Tasmanians Excerpt

Mariam likes to get up before Cedric, just as the world is taking shape, and stroll in her nightgown and robe through their newly built home on Novato Ridge—her Shangri-la. Oh, how they soothe her, these rolling hills that stretch north and west beyond the tidy housing development  – like a pride of sleeping lions, she’s pointed out to Cedric – their tawny, muscular backs marked by scattered native oak and stands of towering eucalyptus. Since their wedding ten years before, she and Cedric have been renters, moving north from Glendale to Bakersfield, Bakersfield to Gilroy, Gilroy to Burlingame, each time putting more miles between Mariam and her childhood home, where Osan, Mariam’s paternal grandmother, still lives with Mariam’s mother. This move to Novato was their fourth—and last, Cedric warned—relocation north.

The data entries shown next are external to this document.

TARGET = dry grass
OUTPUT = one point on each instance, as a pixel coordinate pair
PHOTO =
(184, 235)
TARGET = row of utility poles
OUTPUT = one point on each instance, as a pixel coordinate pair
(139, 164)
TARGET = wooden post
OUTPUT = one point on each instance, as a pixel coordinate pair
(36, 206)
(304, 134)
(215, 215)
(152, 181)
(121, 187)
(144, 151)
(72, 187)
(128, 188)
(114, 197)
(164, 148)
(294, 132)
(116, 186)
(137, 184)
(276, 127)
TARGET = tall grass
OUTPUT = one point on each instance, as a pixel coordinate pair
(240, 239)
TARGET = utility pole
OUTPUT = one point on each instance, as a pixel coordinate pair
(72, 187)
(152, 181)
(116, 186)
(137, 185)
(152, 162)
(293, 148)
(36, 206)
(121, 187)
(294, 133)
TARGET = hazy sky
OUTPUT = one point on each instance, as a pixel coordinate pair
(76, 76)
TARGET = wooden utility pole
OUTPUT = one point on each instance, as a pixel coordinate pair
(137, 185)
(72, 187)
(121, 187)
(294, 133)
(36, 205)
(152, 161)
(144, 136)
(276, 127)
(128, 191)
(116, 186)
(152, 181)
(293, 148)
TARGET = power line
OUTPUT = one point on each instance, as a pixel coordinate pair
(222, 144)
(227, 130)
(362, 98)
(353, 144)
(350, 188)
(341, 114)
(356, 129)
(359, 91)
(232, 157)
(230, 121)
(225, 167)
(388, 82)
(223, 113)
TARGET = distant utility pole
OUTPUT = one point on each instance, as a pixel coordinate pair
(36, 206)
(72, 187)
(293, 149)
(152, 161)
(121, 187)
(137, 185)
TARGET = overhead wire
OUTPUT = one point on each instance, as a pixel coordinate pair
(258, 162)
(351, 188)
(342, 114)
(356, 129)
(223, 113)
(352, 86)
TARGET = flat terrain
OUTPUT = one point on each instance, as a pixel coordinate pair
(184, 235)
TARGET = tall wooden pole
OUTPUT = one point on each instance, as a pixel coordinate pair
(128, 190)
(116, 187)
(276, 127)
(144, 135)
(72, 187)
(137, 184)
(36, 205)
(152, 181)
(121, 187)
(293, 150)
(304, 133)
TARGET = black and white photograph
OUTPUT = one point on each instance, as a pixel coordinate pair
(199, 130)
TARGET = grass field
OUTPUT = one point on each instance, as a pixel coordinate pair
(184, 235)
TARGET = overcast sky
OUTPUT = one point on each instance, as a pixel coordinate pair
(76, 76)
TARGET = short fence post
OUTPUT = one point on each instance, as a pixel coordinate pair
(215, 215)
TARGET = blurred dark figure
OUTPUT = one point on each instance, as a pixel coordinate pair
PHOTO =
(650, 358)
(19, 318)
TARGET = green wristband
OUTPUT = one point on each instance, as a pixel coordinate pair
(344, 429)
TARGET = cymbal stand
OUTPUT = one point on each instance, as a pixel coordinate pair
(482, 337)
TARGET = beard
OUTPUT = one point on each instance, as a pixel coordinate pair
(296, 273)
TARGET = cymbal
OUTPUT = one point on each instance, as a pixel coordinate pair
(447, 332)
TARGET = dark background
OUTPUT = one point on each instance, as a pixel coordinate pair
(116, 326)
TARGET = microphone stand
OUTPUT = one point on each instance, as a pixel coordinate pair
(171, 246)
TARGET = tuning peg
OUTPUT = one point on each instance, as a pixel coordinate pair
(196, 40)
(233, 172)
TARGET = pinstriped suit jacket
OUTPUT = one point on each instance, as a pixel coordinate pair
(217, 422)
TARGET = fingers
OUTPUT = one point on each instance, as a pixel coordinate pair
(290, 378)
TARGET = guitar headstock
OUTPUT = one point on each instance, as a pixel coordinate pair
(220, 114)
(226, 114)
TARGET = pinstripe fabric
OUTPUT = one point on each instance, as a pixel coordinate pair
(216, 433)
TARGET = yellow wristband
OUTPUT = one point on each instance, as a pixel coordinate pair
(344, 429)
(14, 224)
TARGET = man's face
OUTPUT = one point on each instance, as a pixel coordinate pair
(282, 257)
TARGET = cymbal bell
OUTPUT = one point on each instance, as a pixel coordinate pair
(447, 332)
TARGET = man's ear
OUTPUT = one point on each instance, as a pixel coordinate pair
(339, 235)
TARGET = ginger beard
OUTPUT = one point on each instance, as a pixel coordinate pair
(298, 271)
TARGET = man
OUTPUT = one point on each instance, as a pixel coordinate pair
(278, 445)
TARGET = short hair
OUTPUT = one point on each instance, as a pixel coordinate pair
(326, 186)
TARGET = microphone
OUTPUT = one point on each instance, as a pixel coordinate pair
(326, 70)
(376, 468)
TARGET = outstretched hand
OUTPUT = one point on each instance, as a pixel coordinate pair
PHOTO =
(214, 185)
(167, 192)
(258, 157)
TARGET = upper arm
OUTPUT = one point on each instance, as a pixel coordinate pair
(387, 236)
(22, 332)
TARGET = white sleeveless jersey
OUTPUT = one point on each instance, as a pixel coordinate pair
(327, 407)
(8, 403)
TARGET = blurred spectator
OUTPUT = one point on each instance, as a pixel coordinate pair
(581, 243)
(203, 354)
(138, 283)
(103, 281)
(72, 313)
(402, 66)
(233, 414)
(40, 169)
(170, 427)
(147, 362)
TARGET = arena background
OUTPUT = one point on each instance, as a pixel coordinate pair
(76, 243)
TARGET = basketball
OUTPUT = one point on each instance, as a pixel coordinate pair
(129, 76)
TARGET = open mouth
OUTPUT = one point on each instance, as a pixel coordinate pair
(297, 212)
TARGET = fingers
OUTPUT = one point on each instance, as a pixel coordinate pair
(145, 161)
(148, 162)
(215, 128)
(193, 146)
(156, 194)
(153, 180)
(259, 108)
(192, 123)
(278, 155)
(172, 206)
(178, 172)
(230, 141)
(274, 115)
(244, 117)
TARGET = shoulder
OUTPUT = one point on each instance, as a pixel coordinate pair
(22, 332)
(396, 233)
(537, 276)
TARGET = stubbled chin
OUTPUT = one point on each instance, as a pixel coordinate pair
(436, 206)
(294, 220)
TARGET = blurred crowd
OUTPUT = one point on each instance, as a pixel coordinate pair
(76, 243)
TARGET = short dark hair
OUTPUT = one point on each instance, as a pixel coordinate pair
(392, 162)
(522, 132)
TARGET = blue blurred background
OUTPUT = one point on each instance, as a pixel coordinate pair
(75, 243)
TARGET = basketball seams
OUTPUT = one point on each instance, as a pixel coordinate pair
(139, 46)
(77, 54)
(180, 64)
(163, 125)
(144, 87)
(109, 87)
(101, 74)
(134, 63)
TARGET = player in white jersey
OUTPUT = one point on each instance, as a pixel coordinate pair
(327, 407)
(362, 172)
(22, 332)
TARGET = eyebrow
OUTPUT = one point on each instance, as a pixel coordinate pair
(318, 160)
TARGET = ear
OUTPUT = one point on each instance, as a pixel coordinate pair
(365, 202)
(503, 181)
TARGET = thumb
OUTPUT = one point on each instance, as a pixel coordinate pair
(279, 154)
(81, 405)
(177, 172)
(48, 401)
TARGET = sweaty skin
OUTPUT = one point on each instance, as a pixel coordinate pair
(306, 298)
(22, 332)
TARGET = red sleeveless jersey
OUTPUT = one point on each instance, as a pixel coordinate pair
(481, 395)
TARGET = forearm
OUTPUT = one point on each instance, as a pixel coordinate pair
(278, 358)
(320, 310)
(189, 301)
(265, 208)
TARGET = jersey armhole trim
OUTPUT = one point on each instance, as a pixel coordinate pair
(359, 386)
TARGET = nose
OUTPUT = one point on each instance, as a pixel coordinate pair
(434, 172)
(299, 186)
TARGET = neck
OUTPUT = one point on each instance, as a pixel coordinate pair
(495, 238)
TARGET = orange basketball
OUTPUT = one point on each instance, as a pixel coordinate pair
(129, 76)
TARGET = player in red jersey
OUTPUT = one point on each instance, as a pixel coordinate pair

It had been a hard-won agreement. But sensible, too, to tap into their retirement accounts in order to finally buy their own house, a house without a history. Cedric would be forced to commute to San Francisco in near darkness. But Mariam, finally safe from the disturbing remnants of other people’s lives—a child’s sock stuck between wainscoting, smudges of carmine that could have been blood—would stop keeping him up at night. Their move would be a secret until they got settled so that ninety-year-old Osan would stop sending Armenian heirlooms, each one addressed, like a curse, to Mariam Baghdassarian, not Mariam Bryce. The spark in her marriage would reignite. In fact, it already had.